Most damning, perhaps, was investigators' finding that victims were not made aware of their right to provide input into the plea-bargaining process. The doctor, then-Lt. Cmdr. Anthony Velasquez, was convicted in May 2010 on four related charges but had another 29 withdrawn and dismissed, and he served only a fraction of his original sentence under the terms of that pre-trial agreement, said Lt. Justin Cole, a Navy spokesman.
The commander, Capt. Rex Guinn, was relieved by Rear Adm. Nanette DeRenzi, commander of Navy Legal Service Command and the deputy judge advocate general, for "loss of confidence in his ability to command." Guinn has been reassigned locally; his replacement has not yet been named but will be a Navy lawyer and captain with previous experience as a commanding officer.
Guinn is the second Navy commanding officer fired in 2011. The first was the carrier http://www.navytimes.com/news/2011/01/navy-enterprise-videos-skipper-fired-010411w/">Enterprise's CO, Capt. Owen Honors.
The charges against Velasquez stemmed from incidents that took place in Japan and Kuwait between March 2006 and June 2008, Cole said. Allegations arose out of the investigation that certain procedures in the Navy's Victim and Witness Assistance Program were not followed. The program, begun in 1996, calls for victims to be kept well-informed throughout and to participate in the judicial process, Cole said.
In August, the commander of Naval Installations Command, Vice Adm. Michael Vitale, directed a "targeted inspection" of Navy Region Japan's VWAP, Cole said. That inquiry, completed Dec. 2, concluded that the region "had not been compliant with VWAP standards," Cole said.

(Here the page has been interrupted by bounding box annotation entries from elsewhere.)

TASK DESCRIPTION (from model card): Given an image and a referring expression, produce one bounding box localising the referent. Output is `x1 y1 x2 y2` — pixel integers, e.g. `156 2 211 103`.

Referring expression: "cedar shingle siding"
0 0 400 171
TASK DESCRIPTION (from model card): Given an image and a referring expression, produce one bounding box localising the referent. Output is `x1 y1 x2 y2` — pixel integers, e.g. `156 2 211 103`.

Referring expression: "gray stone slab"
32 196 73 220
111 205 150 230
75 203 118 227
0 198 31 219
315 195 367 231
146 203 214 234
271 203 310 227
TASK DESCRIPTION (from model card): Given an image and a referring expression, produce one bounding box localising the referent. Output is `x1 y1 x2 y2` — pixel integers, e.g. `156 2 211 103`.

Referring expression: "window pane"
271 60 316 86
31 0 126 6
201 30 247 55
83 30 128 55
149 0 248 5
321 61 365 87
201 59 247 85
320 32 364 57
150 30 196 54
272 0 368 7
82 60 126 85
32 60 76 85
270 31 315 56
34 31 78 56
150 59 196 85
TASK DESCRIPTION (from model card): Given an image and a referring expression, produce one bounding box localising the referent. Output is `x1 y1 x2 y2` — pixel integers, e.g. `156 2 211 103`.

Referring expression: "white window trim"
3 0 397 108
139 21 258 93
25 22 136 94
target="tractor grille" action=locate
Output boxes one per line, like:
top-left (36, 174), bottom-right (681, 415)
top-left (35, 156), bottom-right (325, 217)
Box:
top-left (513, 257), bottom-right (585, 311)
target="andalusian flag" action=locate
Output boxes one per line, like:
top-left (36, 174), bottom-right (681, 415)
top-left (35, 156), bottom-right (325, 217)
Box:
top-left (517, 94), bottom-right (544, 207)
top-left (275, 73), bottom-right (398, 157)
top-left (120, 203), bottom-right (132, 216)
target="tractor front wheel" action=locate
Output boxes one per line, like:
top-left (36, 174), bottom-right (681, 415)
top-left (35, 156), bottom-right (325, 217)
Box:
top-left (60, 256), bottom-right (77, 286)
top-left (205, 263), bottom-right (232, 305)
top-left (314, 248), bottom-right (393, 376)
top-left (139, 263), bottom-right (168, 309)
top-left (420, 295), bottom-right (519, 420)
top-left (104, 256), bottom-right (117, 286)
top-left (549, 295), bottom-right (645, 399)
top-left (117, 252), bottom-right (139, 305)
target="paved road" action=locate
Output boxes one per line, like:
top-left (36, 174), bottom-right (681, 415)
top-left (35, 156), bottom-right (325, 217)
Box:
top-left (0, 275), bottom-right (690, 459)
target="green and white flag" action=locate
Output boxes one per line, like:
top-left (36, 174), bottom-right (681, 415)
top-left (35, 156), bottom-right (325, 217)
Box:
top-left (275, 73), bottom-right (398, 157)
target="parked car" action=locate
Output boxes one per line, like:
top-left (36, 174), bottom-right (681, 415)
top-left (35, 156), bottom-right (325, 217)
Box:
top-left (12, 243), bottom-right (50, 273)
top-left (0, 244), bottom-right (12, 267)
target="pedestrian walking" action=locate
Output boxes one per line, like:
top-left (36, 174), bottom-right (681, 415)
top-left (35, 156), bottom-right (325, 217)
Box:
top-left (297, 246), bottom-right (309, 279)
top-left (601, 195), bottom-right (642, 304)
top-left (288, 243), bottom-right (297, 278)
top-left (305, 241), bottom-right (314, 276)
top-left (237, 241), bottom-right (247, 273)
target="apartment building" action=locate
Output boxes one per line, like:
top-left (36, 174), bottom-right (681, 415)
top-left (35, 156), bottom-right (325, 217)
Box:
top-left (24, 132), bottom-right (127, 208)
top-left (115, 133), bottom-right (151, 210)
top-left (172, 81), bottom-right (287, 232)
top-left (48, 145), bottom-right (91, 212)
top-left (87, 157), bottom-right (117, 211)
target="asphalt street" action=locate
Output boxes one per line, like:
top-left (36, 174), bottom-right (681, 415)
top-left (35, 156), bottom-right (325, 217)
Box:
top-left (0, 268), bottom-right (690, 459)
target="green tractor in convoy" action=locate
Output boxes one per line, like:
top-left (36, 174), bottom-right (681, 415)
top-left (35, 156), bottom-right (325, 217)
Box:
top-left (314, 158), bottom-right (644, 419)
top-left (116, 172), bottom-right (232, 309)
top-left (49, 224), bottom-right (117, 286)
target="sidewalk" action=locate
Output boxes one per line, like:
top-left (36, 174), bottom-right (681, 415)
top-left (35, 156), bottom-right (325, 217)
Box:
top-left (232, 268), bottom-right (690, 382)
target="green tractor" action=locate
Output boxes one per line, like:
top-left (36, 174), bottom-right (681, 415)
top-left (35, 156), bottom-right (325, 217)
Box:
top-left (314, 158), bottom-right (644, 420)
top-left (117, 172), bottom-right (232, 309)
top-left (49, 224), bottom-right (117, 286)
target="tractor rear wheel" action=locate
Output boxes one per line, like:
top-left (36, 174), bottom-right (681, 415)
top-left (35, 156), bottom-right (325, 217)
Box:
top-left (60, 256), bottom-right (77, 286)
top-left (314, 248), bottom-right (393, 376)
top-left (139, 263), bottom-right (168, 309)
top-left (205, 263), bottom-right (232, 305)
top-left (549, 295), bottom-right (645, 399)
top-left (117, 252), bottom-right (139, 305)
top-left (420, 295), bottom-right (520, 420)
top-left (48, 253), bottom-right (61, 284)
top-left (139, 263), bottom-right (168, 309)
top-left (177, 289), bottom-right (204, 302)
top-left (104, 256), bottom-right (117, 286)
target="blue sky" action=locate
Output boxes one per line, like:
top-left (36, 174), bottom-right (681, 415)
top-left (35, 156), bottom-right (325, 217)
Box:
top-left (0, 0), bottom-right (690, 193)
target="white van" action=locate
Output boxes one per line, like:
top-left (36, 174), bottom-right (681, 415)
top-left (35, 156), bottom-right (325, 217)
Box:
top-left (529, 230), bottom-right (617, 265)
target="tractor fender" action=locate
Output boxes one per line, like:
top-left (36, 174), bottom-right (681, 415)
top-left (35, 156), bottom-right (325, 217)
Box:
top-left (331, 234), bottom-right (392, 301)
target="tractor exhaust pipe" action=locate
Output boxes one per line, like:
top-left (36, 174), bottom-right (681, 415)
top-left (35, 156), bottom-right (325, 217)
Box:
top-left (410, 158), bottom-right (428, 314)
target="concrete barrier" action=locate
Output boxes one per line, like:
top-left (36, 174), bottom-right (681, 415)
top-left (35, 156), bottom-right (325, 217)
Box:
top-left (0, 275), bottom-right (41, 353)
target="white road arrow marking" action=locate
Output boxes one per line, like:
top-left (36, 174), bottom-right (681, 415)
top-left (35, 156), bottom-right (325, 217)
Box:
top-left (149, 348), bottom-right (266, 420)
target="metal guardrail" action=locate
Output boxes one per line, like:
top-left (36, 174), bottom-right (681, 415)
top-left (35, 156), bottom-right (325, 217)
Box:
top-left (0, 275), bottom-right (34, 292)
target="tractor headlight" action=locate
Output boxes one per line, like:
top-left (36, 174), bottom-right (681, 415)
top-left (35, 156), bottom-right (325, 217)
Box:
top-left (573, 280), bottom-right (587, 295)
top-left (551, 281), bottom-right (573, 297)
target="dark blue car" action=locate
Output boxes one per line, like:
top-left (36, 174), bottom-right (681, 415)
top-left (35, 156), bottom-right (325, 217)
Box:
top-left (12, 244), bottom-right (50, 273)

Some elements of the program had been implemented correctly, and there was no evidence of willful misconduct, he said. But the inquiry also found that the "lack of awareness of a lot of the responsibilities and requirements associated with VWAP were the root cause for the lack of compliance."
As a result, DeRenzi convened an investigation of Guinn's command Dec. 27. The investigation concluded Thursday, Cole said.
In addition to Guinn's firing, seven other members of the regional legal service office received "appropriate administrative measures" for their failure to comply with or supervise compliance with VWAP procedures. Cole declined to be more specific or to identify the individuals or their positions, saying that doing so for such a small office would ease identification of individuals not considered to be public figures. He declined to say whether any of the seven were Navy lawyers.